C’est ce second mode d’entretien qui est actuellement déployé sur les résidences du Dôme de Miage, des Aiguilles de Warens et des Aravis à Sallanches, et du Val de Giffre à Marignier. Ces zones refuges pour la faune et de développement pour la flore seront fauchées seulement deux fois par an, laissant ainsi plus de temps pour l’entretien des espaces travaillés qui nécessite davantage de temps qu’un entretien « traditionnel ». « Notre démarche exclut le désherbage avec l’usage de produits phytosanitaires comme les pesticides, les insecticides, les herbicides… », reprend Patrick Pornet. « Désormais, on favorise le désherbage alternatif, soit manuel, soit mécanique ».

La gestion différenciée aura un réel impact à terme sur le cadre de vie des locataires, avec des zones davantage fleuries et accueillant des pollinisateurs. Les déchets issus des tailles d’arbustes ou des tontes seront également valorisés, dans les massifs ou sous forme d’hibernaculum – des utilisations permettant à la strate arbustive de se protéger du gel et de la sécheresse et aux petits animaux de s’abriter en hiver.

CDC Habitat expérimente l’écopâturage sur son siège bordelais

Écopâturage

 

Ce sont de nouvelles recrues inhabituelles que le siège bordelais de CDC Habitat accueillera à partir du mois de septembre, deux brebis des Landes qui viendront prendre place dans l’enclos installé à côté de l’espace vert où les collaborateurs peuvent profiter de tables de pique-nique pour déjeuner quand le temps le permet. Au-delà du côté sympathique de pouvoir croiser des animaux de la ferme au quotidien, il y a derrière cette arrivée une vraie volonté de la part du Groupe d’expérimenter l’écopâturage en plein centre-ville, comme une alternative à l’entretien traditionnel des espaces verts.

Comme l’explique Émilie Degrugillier, directrice de l’agence de Bordeaux de CDC Habitat social, « à l’origine, nous avions imaginé ce projet pour le quartier de la Benauge où nous avons un grand espace vert central, idéal pour accueillir des animaux. Mais la recrudescence de problématiques de sécurité de ces derniers mois, nous a poussé à retarder cette installation et à chercher un autre site – même si nous avons toujours à l’idée d’installer un tel dispositif auprès de nos locataires ».
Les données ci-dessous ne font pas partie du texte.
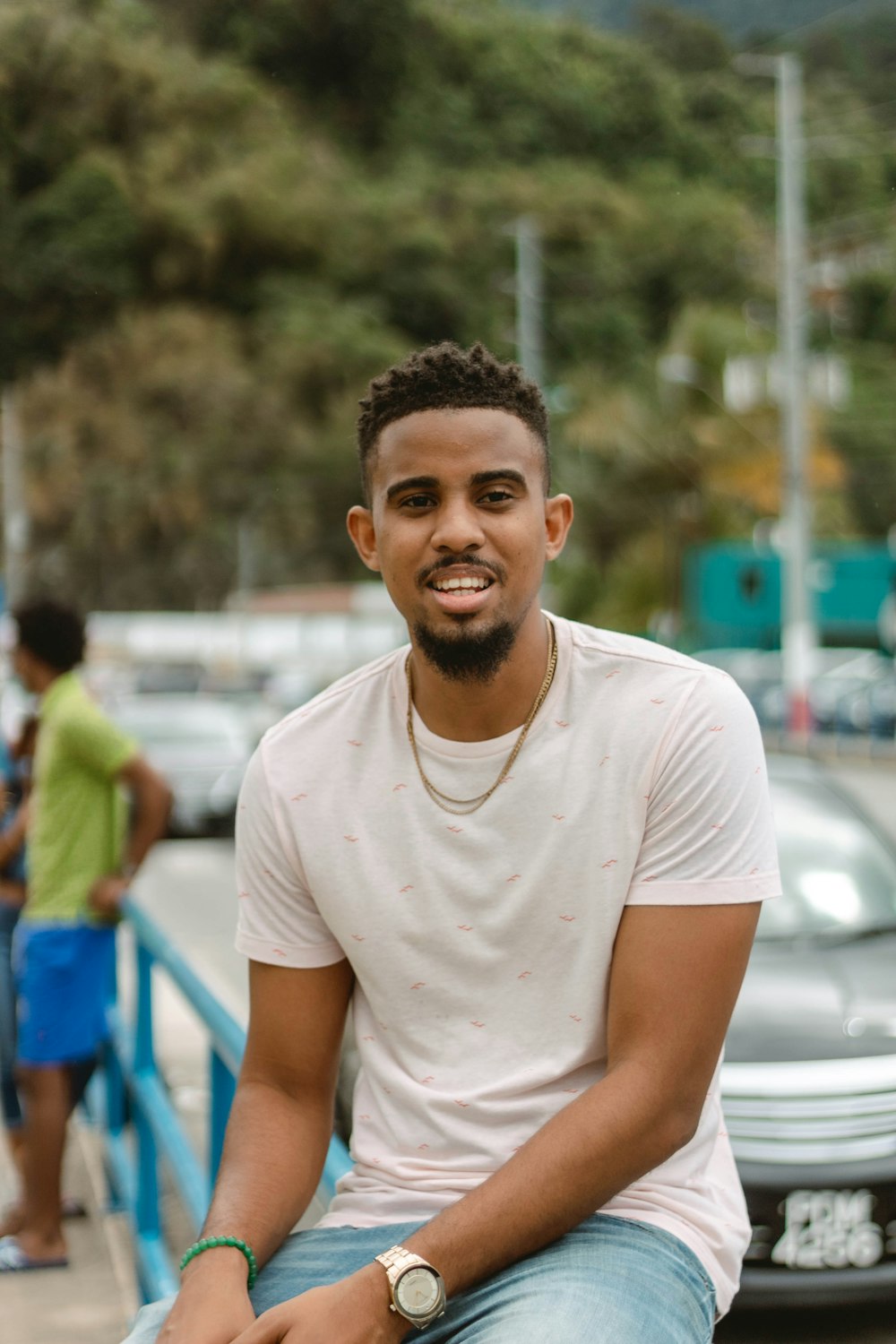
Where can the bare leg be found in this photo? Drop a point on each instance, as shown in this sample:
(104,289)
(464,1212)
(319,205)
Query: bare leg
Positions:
(47,1096)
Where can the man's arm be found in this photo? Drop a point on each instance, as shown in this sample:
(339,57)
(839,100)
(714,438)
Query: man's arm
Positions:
(675,980)
(151,798)
(277,1139)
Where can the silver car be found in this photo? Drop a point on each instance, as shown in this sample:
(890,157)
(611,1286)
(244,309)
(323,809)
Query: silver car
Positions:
(201,745)
(809,1082)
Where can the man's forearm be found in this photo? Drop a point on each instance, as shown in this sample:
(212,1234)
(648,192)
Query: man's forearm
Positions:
(595,1147)
(152,806)
(271,1164)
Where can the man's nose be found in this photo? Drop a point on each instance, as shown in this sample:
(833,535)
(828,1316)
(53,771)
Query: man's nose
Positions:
(457,527)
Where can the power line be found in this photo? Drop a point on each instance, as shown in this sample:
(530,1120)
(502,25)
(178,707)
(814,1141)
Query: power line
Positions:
(813,23)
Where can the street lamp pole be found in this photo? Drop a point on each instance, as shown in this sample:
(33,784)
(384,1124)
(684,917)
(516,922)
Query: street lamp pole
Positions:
(798,632)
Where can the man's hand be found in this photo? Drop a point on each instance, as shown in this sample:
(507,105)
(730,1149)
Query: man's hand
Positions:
(107,895)
(355,1311)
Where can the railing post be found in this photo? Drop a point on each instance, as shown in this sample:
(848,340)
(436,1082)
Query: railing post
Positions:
(147,1210)
(223,1085)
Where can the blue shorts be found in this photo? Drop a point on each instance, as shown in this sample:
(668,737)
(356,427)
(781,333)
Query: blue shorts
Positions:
(64,978)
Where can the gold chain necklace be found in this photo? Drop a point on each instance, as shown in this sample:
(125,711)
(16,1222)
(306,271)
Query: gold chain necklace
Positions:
(468,806)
Après réflexion, le siège de CDC Habitat Sud-Ouest est apparu comme le parfait endroit pour mener cette première expérimentation. Le berger avec lequel travaille le bailleur est venu faire un repérage au printemps pour s’assurer que les animaux disposeraient de la surface nécessaire pour passer entre 6 et 8 mois de l’année auprès des équipes. « Nous avons juste retiré les tables de pique-nique et clôturé l’espace, c’est une installation d’une grande simplicité même s’il faut plus de 1 000 m2 pour que les animaux soient à l’aise et suffisamment nombreux pour ne pas s’ennuyer », reprend Émilie Degrugillier. « Le berger passera une fois par semaine pour les nourrir et s’assurer de leur bonne santé. Les animaux seront récupérés dès que les températures baisseront, puis reviendront au printemps avant de repartir à l’été quand l’herbe viendra à manquer ».

Pour ce premier test en situation réelle, CDC Habitat accueillera deux représentantes de la race des moutons landais, une race très présente au 19ème siècle mais qui avait progressivement disparu de Nouvelle-Aquitaine et qui fait depuis quelques temps l’objet d’un programme de réinsertion. Le projet sera suivi de près, avec une coordination accentuée avec les entreprises en charge de l’entretien des espaces verts. « Nous avions déjà une gestion différenciée des espaces sur ce site où une partie des herbes sont laissées en friche », précise la directrice d’agence. « Cela s’ajoute à la politique « zéro pesticide » que nous menons sur l’ensemble de notre patrimoine, et aux actions de sensibilisation que nous organisons régulièrement auprès de nos locataires ».

Un bilan sera dressé à mi-parcours pour voir si cette solution peut être étendue à d’autres sites, et dans quelles conditions, afin qu’un maximum d’habitants puissent profiter de ce retour à la nature en milieu urbain.